Seasoned risk and internal audit leader Chris Corless discusses the road block most risk managers have come up against—the resistant risk owner.
I have a vivid memory of meeting with a senior leader, shortly after joining an organisation and prior to putting together board reporting, who said to me: “Well, it is nice to meet you, but I’m not sure why we need to having this conversation, as I don’t have any risk in my area of the business.” By the end of my time in the organisation, this same senior leader was one of the biggest proponents of risk management and used a structured approach to understand how the risks that were owned by his lead team were managed on a regular basis.
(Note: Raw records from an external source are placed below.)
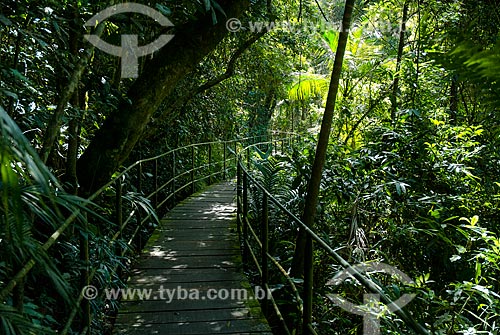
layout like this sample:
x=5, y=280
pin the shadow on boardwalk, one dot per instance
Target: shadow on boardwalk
x=188, y=279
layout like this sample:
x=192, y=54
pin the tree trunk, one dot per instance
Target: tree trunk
x=114, y=141
x=313, y=187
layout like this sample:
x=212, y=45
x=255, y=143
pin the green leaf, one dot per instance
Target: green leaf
x=163, y=9
x=5, y=20
x=207, y=5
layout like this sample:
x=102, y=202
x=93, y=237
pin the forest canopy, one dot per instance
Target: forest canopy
x=411, y=173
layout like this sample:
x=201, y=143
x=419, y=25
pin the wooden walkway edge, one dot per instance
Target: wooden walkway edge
x=191, y=267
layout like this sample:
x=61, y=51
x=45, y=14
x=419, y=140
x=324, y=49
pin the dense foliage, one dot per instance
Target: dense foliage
x=412, y=170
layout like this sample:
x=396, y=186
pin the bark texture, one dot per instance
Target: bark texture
x=122, y=129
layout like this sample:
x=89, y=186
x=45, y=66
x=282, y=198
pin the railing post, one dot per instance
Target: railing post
x=308, y=285
x=224, y=172
x=192, y=169
x=155, y=181
x=248, y=157
x=139, y=179
x=244, y=217
x=210, y=163
x=239, y=199
x=265, y=247
x=138, y=238
x=235, y=153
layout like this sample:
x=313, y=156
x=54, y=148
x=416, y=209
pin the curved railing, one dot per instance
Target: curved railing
x=262, y=258
x=183, y=171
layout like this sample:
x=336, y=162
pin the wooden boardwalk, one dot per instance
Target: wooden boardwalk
x=193, y=253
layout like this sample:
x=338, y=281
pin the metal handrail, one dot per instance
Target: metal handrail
x=244, y=179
Does everyone feel this way?
From my experience, there can be several factors that can lead to this type of road block, and I believe the first step is to seek to understand why the risk owner is taking this stance – do they understand the risk framework, what is the culture around risk in the organisation, and what is the culture around self-reporting? Also, consider if this is the lone view of one risk owner or if it is something that is shared by multiple risk owners across the organisation. Once you understand the reason behind the road block and its extent across the business, you will have a much better idea of how to overcome it and the effort required to do so.
Give them a framework
One common problem that I have come across is that the risk owner is not clear on the risk framework or the requirements that are expected of them. Having a simple, clear risk model (I am a fan of the Harvard Model by Kaplan and Mikes) that helps to drive consistent purpose, language and accountabilities in the organisation will be helpful to remove any ambiguity about what is required and why. As you build up your framework of functional accountabilities, it is important to develop training to help support an inevitable turnover of risk owners. Fortunately, this problem is mostly in the control of the risk function and relatively straightforward to resolve – it is entirely in the remit of the function.
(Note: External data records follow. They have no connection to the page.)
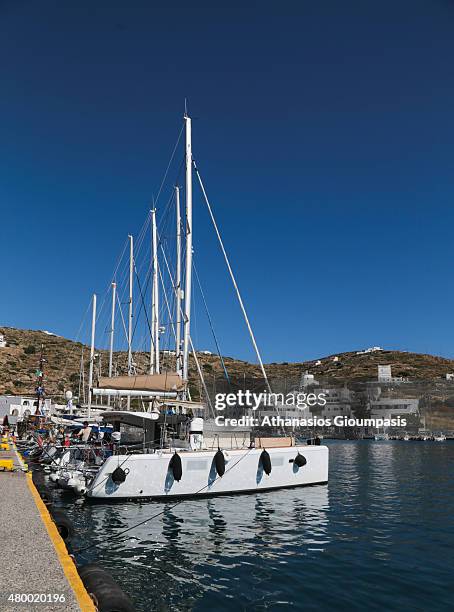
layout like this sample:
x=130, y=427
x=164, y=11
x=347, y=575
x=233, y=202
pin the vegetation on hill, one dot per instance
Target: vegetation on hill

Are they afraid to self-report?
Cultural causes of these road blocks can be more challenging to resolve. Organisational culture can have a significant impact on risk management in organisations and much has been written about it (see another piece I wrote: “What the heck is risk culture ”). A command and control culture that leads by fear can often create real challenges for risk management because self-reporting a potential vulnerability to your part of the business or an area where you need help could be a career-ending decision. This quickly leads to a less-than-transparent organisation. This is a very tough problem to crack and will need the help of the CEO and senior lead team to turn around.
Fight a fear-led culture
The first step is removing the management-by-fear doctrine. The risk management function can support this by highlighting that a risk owner raising their hand about a problem that needs addressing should be celebrated instead of punished. By defending those who are actively managing their risks there will be less and less reluctance by risk owners to acknowledge their risks and report any problems that are identified.
Cultural transformation isn’t easy but by being deliberate and consistent it will change over time and remove one more reason you could run into a reluctant risk owner.